For darn sure I want to remove and install the chuck several times and check that it always returns to the same position before I do any of this. 

This chuck ran “off-axis” when I got it. I.E. when the set-tru was adjusted to make the indicator run on center when close to the chuck, it would run considerably off center when the indicator was moved 1” away. In essence swinging a conical shape. I corrected that by facing the back plate surface that goes against the  chuck. I also had to turn down the hub some to get enough adjusting room to center the chuck using the set screws of the “set-tru.”  

Last observation: It seems like asking a lot to have the taper of the spindle to seat at the same time as the face touches. I always tighten the cams by steps. 
Any suggestions are welcome since as usual I have no idea what I'm doing.


----------



## JimDawson (Jun 24, 2022)

I would mount the chuck on a bar as you suggested and machine the adapter to fit.  And yes, both the taper and face should seat at the same time.  Requires a bit of fiddling to get it perfect.

Here I'm doing roughly the same thing on my 4 jaw


----------



## mikey (Jun 24, 2022)

A third option would be to buy another back plate that fits the spindle well and fit the chuck to the new plate.

A fourth option is to do nothing. As long as the chuck mounts solidly every time then it doesn't matter if the plate doesn't touch.


----------



## Larry$ (Jun 25, 2022)

I opt to try turning a piece of steel to 15/16". W/O removing it from the 8" 3 jaw, I mounted the ER-40 cuck face to face on it. Put a new insert in a 5/8" turning tool and tried a cut @ .002" deeper than the shallowest required. Power feed. 380rpm, out from center opening. OK until the tool reached the bolt openings. Bad idea, interrupted cutting with carbide! Changed insert, slowed rpm and continued. Got it finished and checked the rather ****ty finish with a straight edge, good. But when I put everything back together and mounted the ER chuck with a gage pin for reference there was still a gap between the back of the back plate and the spindle. It was less than before but still there. Caused, I suspect by flex in everything involved trying to cut hardened steel with too shallow of a cut with an insert. I do keep the compound pulled back & locked. My cross slide gib is snug enough that I don't get any creep on facing cuts. I watch the DRO for that.  I have market both the back plate and the chuck with punch marks so I always get them mounted on the machine the same way. 

I mounted the ER chuck,  centered with the  the gage pin using the "true-set" screws.

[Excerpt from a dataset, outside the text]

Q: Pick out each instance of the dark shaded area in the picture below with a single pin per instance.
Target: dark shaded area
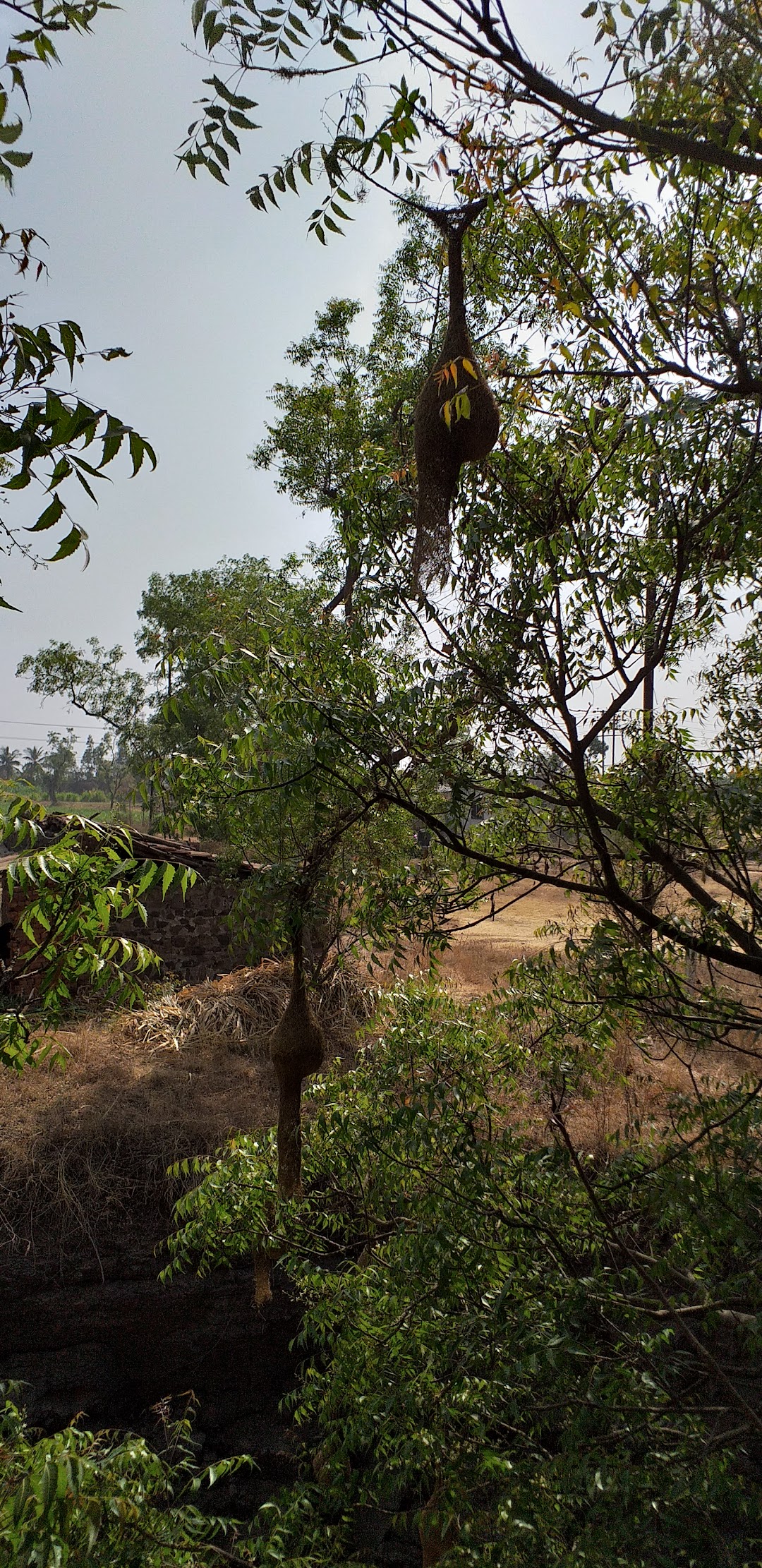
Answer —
(111, 1349)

I removed the ER and shifted it one cam stud just to see, as expected then way off, .004".  That in spite of the fact that I always do a chuck mount by first just barely snugging all cams starting at the one closest to the reference mark and going around the chuck a 2nd time to bring it to full tight. Tried again with 3 laps around going progressive tightening, same result. 

Next?? May set up my home made tool post grinder and see how that goes. If I can't get rid of that gap I'll never get good repeat. I've mounted all the rest of my chucks and they all repeat decently and none of them have any measurable gaps to the spindle. I'm bound and determined, but it is wearing me out.


----------